Поплюю в сырое небо, почешу о камни спину,
извлеку портвейн из сумки и закрутку откручу.
Я куплю те "Три Семерки" у Таврического сада.
Провезу их через город – восемьсот янтарных грамм...
Афродиты и атланты будут пялиться с фасадов
будут клянчить по глоточку... Ни фига я им не дам!
Говорил мне друг мой Боря, что на этом самом месте
Александр Сергеич Пушкин пил из горлышка Монтре,
а один из декабристов (я не помню – вроде, Пестель)
исключительно нажрался в том далеком декабре.

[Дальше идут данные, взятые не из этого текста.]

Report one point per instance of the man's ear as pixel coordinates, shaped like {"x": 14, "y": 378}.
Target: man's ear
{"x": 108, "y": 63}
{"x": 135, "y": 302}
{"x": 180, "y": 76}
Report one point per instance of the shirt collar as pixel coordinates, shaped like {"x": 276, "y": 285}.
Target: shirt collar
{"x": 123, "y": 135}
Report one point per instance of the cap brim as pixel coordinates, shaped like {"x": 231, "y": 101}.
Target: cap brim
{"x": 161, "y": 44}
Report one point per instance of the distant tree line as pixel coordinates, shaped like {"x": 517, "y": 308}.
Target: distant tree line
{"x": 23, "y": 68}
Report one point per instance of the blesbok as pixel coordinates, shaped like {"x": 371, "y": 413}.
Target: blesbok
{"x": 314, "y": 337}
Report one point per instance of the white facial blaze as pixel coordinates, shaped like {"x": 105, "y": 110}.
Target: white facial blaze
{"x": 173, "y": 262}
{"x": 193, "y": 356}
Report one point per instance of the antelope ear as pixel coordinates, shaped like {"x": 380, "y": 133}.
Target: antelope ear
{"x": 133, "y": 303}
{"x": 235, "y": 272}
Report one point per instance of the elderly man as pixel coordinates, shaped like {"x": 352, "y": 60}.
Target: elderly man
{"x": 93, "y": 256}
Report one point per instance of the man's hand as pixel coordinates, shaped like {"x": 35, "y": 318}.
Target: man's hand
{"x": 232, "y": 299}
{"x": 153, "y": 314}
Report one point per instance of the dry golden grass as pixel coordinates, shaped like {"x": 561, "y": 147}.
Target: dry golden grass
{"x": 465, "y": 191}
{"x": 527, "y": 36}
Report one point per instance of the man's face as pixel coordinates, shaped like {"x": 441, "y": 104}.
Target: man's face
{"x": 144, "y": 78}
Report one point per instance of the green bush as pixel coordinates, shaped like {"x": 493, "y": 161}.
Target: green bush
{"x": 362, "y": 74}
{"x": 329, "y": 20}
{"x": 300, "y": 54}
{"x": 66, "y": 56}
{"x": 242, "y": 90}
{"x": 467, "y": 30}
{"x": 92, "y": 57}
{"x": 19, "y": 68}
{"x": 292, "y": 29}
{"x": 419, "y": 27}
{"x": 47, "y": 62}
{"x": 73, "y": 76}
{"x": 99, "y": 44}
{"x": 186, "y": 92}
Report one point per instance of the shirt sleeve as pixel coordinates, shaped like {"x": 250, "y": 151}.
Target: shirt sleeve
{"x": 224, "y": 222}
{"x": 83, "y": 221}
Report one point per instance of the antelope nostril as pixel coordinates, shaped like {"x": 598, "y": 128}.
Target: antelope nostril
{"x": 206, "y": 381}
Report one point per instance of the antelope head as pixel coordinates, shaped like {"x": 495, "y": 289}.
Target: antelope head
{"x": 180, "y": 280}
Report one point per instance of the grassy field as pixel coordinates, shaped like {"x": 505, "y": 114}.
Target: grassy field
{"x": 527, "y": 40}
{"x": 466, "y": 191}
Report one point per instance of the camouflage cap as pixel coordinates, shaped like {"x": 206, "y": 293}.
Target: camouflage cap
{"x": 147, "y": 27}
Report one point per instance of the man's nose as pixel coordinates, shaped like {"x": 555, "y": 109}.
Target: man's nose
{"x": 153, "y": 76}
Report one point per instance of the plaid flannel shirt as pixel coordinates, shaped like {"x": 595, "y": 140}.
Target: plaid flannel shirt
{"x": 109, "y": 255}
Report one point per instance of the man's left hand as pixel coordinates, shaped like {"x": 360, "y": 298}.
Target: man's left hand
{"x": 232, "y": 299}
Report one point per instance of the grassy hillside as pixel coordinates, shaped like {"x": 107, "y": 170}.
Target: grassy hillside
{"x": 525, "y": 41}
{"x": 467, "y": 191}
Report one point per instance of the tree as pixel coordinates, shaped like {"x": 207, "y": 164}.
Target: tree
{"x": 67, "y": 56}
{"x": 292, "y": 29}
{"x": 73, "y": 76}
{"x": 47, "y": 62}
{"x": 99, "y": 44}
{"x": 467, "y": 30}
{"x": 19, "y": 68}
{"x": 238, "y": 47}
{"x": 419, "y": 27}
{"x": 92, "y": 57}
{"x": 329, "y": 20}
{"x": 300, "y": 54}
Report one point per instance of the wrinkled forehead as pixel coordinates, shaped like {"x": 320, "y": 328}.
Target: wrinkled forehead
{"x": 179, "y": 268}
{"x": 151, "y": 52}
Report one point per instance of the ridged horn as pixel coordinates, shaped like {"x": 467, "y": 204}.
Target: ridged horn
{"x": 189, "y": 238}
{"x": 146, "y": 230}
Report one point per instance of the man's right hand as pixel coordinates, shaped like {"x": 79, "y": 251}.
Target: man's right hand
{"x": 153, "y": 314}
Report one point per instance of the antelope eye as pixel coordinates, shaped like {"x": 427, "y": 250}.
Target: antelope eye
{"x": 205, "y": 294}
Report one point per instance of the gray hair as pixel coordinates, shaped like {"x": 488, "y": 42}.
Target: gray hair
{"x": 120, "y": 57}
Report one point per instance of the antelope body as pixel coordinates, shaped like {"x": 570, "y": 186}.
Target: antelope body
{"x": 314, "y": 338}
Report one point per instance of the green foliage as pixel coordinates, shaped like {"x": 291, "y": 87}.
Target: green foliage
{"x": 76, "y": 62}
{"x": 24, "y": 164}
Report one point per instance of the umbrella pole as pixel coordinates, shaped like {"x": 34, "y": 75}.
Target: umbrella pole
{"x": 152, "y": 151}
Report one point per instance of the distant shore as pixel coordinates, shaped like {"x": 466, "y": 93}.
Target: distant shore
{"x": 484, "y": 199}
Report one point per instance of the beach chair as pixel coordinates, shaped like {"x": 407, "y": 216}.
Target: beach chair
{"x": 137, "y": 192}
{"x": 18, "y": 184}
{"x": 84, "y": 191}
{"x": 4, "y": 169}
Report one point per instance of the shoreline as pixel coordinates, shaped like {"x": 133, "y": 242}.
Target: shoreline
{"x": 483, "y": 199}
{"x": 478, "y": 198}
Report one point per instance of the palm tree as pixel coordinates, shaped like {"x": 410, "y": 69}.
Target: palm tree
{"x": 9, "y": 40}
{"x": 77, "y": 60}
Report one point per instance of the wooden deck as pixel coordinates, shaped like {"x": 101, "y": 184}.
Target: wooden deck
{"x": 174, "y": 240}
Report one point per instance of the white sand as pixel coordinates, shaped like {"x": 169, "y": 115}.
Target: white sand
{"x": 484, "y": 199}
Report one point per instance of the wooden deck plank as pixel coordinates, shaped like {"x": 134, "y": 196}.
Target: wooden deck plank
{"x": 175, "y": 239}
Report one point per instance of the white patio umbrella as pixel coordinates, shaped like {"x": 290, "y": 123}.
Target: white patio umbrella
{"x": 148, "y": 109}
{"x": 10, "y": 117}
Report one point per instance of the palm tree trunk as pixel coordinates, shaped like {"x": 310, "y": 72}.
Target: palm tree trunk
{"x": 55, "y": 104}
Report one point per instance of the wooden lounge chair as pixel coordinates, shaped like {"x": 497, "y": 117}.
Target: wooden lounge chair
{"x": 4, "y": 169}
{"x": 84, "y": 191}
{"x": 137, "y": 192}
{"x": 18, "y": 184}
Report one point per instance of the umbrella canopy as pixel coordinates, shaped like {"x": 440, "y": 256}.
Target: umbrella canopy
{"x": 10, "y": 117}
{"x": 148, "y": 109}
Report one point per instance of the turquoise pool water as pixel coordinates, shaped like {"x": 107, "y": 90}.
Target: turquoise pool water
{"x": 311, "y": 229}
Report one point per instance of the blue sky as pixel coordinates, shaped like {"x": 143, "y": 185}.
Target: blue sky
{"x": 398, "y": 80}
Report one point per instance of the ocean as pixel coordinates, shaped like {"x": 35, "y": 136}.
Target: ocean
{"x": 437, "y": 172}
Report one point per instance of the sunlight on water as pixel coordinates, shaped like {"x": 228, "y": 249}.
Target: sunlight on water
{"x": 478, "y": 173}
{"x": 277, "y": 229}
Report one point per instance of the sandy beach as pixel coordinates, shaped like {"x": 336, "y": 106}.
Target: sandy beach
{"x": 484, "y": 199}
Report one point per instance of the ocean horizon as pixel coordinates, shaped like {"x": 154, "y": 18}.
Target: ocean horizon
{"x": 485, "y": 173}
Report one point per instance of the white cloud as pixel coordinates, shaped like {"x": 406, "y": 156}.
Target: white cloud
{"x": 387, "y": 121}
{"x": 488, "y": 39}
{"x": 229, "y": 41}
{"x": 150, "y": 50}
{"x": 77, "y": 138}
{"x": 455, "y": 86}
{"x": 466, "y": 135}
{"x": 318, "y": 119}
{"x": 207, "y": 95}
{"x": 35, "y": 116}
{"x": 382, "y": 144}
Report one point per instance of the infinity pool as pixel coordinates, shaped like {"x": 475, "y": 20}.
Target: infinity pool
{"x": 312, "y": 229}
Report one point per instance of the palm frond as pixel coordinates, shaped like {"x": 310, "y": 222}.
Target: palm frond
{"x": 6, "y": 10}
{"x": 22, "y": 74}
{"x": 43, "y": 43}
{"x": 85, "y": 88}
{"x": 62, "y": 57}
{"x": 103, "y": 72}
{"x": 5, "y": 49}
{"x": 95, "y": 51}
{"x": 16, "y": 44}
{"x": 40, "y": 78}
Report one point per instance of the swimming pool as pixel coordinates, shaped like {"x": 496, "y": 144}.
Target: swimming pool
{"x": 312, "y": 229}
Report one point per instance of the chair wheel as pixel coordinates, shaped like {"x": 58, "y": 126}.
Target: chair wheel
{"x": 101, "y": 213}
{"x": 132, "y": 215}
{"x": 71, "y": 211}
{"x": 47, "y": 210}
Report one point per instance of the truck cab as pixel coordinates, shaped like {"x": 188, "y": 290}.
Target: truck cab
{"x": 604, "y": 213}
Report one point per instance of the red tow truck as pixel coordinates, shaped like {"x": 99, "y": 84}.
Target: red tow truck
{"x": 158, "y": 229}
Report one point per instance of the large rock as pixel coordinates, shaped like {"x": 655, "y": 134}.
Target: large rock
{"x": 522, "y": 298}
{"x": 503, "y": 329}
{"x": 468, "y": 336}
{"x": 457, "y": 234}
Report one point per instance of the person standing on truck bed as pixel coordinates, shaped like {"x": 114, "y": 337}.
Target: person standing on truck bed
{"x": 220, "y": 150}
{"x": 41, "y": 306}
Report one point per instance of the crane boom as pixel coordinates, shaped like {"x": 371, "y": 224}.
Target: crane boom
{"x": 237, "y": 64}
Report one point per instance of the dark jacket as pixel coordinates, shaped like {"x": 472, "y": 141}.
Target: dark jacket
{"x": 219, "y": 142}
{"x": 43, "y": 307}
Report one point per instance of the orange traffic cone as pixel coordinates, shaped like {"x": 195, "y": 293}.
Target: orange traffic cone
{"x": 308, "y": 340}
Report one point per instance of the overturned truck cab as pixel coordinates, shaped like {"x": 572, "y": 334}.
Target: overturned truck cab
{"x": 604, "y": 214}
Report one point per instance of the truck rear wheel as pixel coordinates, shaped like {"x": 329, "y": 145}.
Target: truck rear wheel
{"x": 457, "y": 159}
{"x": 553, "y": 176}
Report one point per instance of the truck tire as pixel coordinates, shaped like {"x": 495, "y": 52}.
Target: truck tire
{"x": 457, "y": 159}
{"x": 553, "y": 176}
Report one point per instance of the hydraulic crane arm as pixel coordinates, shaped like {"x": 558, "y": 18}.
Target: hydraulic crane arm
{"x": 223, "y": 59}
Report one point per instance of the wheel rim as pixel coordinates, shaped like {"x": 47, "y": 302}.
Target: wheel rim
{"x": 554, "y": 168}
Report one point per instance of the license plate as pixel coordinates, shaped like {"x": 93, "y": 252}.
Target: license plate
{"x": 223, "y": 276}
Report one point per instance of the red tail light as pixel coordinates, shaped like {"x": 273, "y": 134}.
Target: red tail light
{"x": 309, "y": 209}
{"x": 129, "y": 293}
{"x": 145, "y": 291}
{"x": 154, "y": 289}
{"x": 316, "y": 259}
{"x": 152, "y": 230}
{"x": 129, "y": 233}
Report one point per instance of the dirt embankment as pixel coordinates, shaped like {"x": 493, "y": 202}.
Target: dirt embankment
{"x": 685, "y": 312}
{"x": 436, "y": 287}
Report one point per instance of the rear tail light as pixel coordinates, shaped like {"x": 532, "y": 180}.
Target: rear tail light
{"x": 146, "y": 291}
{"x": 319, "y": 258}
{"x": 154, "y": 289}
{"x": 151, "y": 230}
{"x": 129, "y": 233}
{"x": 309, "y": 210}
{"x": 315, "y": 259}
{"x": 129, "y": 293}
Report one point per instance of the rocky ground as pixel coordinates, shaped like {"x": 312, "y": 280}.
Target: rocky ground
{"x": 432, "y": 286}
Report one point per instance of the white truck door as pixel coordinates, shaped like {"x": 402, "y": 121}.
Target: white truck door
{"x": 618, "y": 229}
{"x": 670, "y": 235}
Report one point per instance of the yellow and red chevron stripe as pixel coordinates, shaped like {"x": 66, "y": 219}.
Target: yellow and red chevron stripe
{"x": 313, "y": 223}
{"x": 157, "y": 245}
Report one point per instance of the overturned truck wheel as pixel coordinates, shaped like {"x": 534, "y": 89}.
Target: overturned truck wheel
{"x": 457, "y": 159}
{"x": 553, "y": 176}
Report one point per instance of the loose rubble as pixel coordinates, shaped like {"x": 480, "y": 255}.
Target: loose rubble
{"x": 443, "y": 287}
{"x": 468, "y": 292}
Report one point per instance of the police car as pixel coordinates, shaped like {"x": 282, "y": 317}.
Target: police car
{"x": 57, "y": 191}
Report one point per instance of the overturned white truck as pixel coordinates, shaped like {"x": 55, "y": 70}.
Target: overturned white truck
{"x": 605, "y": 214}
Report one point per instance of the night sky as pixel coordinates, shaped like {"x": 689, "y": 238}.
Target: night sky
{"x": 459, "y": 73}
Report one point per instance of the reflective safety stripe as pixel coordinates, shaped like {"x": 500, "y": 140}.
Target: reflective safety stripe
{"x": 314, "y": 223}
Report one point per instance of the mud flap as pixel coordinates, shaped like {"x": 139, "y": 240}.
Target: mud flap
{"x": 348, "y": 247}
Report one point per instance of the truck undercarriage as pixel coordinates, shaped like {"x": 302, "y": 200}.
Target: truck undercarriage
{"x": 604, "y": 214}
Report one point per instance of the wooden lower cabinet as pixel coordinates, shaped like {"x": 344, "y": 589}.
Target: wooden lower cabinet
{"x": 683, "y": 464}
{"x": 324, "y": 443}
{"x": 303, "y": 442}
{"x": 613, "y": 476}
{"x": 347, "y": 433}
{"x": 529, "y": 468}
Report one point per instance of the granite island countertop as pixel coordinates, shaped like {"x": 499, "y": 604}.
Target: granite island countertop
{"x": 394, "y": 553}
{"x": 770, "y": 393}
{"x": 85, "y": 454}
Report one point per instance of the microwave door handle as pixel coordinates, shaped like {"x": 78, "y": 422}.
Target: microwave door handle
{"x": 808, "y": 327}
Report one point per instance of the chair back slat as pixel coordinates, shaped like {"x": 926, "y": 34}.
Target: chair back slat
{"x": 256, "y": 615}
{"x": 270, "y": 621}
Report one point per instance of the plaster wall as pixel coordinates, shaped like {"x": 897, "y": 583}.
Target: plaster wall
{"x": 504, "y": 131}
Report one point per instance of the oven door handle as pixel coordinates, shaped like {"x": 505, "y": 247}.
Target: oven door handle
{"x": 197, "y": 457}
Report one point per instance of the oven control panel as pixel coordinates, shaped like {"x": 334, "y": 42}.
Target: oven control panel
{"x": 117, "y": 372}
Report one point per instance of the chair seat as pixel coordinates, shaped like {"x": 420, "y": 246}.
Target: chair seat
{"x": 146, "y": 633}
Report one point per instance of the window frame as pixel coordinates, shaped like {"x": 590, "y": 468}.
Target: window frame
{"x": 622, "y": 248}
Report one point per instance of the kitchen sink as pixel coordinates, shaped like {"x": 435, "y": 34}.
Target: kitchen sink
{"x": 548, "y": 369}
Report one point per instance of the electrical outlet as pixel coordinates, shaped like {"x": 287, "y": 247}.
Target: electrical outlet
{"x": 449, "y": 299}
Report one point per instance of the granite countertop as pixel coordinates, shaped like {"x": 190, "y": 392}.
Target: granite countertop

С той поры на этом главном алкогольном перекреске
распивали что попало толпы фрейлин и актрис,
камергеры и поэты, ветераны и подростки...
Ленин с Троцким, Кушнер с Бродским...
а еще мой друг Борис.
Боря, Боря, где ж ты, Боря? Нет, серьезно – где ты, Боря?
Почему тебя здесь нету, чтоб с портвейном мне помочь?
В Калифорнии далекой ты один сидишь у моря
(ну, не моря – океана) и лакаешь "виски-скотч"
А в твоем родимом граде – тут такая першпектива!
От Ростральных до Растрелли, от Сената до "Крестов" –
поллитровки и чекушки из-под водки, из-под пива
выплывают горделиво под решетками мостов!..
Извлеку из сумки воблу. Постучу по равелину.
И вонзюсь в нее зубами после сотого глотка.
И под воблу врежу залпом всю вторую половину...
И швырну свою "ноль-восемь"! Пусть несет ее река!
Через Балтику к Гольфстриму – путь не легкий,
путь не близкий –
через Баренцево море, через Берингов пролив –
прямо под ноги Борису, что сидит, лакает виски
на причале Сан-Франциско, из Союза отвалив.